Ten minutes before ticket time, out come The Struts. The lead has a certain Noel Fielding charm with a catalytic Freddie Mercury air. Their first beats wash through with a glam track. The crowd falls in and they’re pulsing in the mosh area. Soon after the crowd is hungry and ready for more, willing to play along with the stadium division that happens, the left against the right and whatever is refuse down the middle chunk. Not many if any know what the lyrics are, but the flavour and energy is up. The stage is nothing but for The Struts now. Their Brit glam rock is full on and “Put Your Money On Me” is one that grabs the ear through a sea of elbows.
Right beside, an older gent tucks a cup of alcoholic beverage under his armpit. There is no more motion beyond keeping that beer afloat and well above spilling over. No, it will not be sitting in those cup holders situated at ankle height. That’s the stuff of standing in line behind 30 other people for the sake of watching a concert through the sounds of the cash register. The whole row makes it easier to feel exhausted watching a band with more years never once let up. Quite a few times the seats need to support a failing body too long in the wilderness of outside the front door.
Nothing less than waves and crashing on the shores as the Foo Fighters step out. They know where the audience is standing tonight so don’t pander with that bit about, “How you doing (insert current location)?” What they do do is acknowledge this is a make-up for having to cancel because of a family emergency. And from there it’s a force of juicing up for all the lost time and making sure ears walk out with rivulets of blood where sideburns may grow.
Taylor Hawkins sinks into a brutal and manic solo that goes on what feels like multiple minutes. Sweat trickles down. Waves of gasps and applause raucous through. By the end Hawkins is somehow boosted up metres in the air. The mayhem and the kinetic rhythm zoning out the now obvious mechanical structure jutting up on legs. Hawkins later takes vocals with The Strut’s Luke Spiller for a knuckle busting rendition of “Under Pressure”.
Security warns against taking any flash photography. So someone takes a flash video instead. There’s a light show with lasers and smoke machines and all that on stage and on just to the right the back of a few heads are lit up. Around a turn the band asks to drop the lamps as Grohl asks for the smartphones to up the arena instead, to see how much ambient light they can harness. It’s a lot. More than enough to flare the stage and see the licks on the guitar.

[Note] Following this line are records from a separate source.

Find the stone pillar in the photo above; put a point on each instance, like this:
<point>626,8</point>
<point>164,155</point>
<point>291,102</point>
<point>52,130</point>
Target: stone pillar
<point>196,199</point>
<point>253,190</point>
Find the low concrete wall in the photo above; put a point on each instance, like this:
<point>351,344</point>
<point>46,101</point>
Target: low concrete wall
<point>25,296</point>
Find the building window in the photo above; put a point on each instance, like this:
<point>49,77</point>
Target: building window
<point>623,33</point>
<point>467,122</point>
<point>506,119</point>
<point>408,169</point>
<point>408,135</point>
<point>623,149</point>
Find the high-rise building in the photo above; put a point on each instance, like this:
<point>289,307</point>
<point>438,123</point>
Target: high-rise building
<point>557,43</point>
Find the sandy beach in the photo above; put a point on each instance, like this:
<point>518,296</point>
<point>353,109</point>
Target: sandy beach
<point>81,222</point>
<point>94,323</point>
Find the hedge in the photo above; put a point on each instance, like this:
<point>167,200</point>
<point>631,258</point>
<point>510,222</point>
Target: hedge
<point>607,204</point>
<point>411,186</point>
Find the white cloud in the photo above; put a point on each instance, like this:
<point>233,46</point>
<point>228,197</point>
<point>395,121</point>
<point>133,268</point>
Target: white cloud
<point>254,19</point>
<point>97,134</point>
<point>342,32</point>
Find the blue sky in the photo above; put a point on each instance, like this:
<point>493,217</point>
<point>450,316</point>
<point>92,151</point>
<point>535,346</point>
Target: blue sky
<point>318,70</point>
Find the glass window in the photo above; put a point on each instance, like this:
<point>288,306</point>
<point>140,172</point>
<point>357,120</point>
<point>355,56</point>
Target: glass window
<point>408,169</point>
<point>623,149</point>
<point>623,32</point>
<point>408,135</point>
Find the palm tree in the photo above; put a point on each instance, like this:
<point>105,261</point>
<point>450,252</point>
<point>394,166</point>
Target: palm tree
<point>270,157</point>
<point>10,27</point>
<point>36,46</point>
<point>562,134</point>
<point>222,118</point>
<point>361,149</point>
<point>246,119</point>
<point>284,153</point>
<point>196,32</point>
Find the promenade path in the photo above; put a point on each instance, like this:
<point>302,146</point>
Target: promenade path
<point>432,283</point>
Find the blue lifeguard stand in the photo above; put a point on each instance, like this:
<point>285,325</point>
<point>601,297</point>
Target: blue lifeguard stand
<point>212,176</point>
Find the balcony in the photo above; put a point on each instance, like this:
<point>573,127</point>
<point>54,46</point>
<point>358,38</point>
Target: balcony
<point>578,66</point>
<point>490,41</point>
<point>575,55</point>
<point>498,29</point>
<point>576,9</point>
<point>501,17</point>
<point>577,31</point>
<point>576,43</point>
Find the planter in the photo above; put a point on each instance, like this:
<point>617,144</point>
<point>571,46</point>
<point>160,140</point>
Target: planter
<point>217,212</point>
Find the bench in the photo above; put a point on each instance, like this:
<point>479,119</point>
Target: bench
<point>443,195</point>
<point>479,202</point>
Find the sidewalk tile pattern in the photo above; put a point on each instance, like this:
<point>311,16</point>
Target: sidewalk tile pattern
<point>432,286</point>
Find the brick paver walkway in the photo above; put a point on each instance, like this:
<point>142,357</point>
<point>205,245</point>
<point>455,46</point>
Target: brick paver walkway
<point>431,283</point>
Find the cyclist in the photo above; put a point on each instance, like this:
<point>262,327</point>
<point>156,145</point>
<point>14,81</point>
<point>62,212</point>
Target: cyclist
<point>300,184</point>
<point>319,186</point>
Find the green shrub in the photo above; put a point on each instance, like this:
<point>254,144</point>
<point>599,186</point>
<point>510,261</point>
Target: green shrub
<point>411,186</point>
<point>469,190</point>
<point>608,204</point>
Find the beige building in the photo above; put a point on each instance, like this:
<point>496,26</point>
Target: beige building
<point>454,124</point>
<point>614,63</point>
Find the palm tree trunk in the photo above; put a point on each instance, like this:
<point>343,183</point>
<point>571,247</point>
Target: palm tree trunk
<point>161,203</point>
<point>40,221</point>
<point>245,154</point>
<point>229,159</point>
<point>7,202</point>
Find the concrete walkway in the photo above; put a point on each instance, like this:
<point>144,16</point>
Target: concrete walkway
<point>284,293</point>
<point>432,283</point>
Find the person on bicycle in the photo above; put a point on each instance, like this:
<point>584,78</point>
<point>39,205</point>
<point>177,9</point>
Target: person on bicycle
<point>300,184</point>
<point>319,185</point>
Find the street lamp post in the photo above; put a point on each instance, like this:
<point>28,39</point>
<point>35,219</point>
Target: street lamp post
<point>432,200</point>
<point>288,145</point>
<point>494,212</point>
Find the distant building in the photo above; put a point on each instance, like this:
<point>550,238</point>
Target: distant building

Three rows down and a plastic bag takes hold of an arm and rides it all long into the night. It’s a bulbous package and billows with each jump into the air. The arm attached never out of its sight. Swinging down, swinging out, there is nothing that the plastic bag will move out for. Even smashing its own face into a palm for many of the clap-alongs.
Choice tracks play off of Concrete and Gold but the night keeps it in the back catalogue. The ones that are familiar and play well. The ones that pry apart the vocal chords like “Monkey Wrench” and “This Is A Call”. It’s an enduring evening well to the point of midnight to reminisce about all that has made the Foo Fighters. It’s not all belting out at the skean of lungs. The cuts are as deep as being able to slice blood from the palm and being ready again to summon a spell next week out the side of a ‘67 Chevy Impala.
Solid three hours. They look primed for more. It’s a lot of catching up to do after the band makes it back from having postponed the night six months ago. Plenty are the digressions into the audience, weaving in songs that slow things down just enough to catch up with. There is a build up dripping in with chords into John Lennon’s “Imagine” before crossing over lyrics from Van Halen’s ode to Pitfall!, “Jump” instead.
The tease of the encore is standard as “they still have to play ‘Everlong’” wafts down from a few rows back. Four more songs to close out the closer of the night. They start with a song off Concrete and Gold and half of the next row clears out. They were here for the old hits, actively deafening themselves by not listening to the other three to follow.
No let up in pace, in humour, in keeping the language rife and yet friendly. Foo Fighters
Fleeting are the three hours of getting blind from the laser light show on the 1 May 2018 leg in section 25 of Rupp Arena in Lexington Kentucky.